I tried to chat to her colleague, but got nowhere. He was Mexican, and his English was about as good as my Polish. I asked him how long he had been here and he held up four fingers and said something that sounded like “twelve”. I remarked that it was a lot colder than Mexico and asked him how come he had ended up coming as far north as McDermitt. He shrugged his shoulders and said “twelve” again. Perhaps that was the number they’d featured on Sesame Street that morning.

Rebecca came back and the Mexican was pleased with his chocolate. She enthused more about Idaho and I had to point out that I was only planning to go across the tip of the panhandle, even though I knew that was a dodgy part of the world to go to. She looked at me puzzled, and then the penny dropped. “Oh, those white supremacists you mean. Na. Don’t worry. Bunch of kooks and weirdos. And yuppies. No one takes ‘em seriously.” At least she’d known what I was referring to without my having to tell her.

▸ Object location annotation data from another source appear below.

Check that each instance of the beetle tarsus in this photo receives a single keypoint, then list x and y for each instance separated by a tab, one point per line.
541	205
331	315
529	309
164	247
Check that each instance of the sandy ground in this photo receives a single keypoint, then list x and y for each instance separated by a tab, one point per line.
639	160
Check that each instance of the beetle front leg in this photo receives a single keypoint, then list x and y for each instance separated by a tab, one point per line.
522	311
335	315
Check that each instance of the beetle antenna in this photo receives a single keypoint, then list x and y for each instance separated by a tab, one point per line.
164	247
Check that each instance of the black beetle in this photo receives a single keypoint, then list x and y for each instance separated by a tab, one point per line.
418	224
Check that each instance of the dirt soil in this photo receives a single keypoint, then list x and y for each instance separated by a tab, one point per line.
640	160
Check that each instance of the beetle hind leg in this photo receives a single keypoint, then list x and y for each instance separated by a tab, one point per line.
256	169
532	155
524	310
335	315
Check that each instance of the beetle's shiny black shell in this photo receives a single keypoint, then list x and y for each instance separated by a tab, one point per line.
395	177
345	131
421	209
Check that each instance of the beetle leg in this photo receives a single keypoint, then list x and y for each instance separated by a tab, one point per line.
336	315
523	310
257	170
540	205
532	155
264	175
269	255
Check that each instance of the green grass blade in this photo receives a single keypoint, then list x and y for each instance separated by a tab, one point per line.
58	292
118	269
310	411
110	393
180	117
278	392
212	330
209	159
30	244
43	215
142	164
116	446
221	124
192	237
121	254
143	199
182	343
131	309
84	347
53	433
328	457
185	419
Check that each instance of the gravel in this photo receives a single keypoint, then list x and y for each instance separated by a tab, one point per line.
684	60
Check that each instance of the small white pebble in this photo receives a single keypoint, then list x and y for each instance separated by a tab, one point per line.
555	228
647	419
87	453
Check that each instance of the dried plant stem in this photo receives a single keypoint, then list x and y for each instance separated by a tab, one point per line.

McDermitt was right on the state line according to my atlas and I wasn’t sure whether we were still in Nevada. I checked with Rebecca and found out we were, but only just. Oregon started 50 yards up the road. Another drinking joint straddled both states and was only allowed to have gambling in the half of the building inside Nevada.

Despite the fact that we’d been talking at length about my trip, Rebecca seemed surprised and impressed that the next day I was proposing to drive most all the way across Oregon.

It was then that she told me that I was the most interesting man she’d ever met. Nevada had now brought me a couple of comments about myself that I had never heard before. To keep it in perspective, I told myself that the Hank the German speaker probably didn’t get let out much and Rebecca was undoubtedly working off a fairly low base.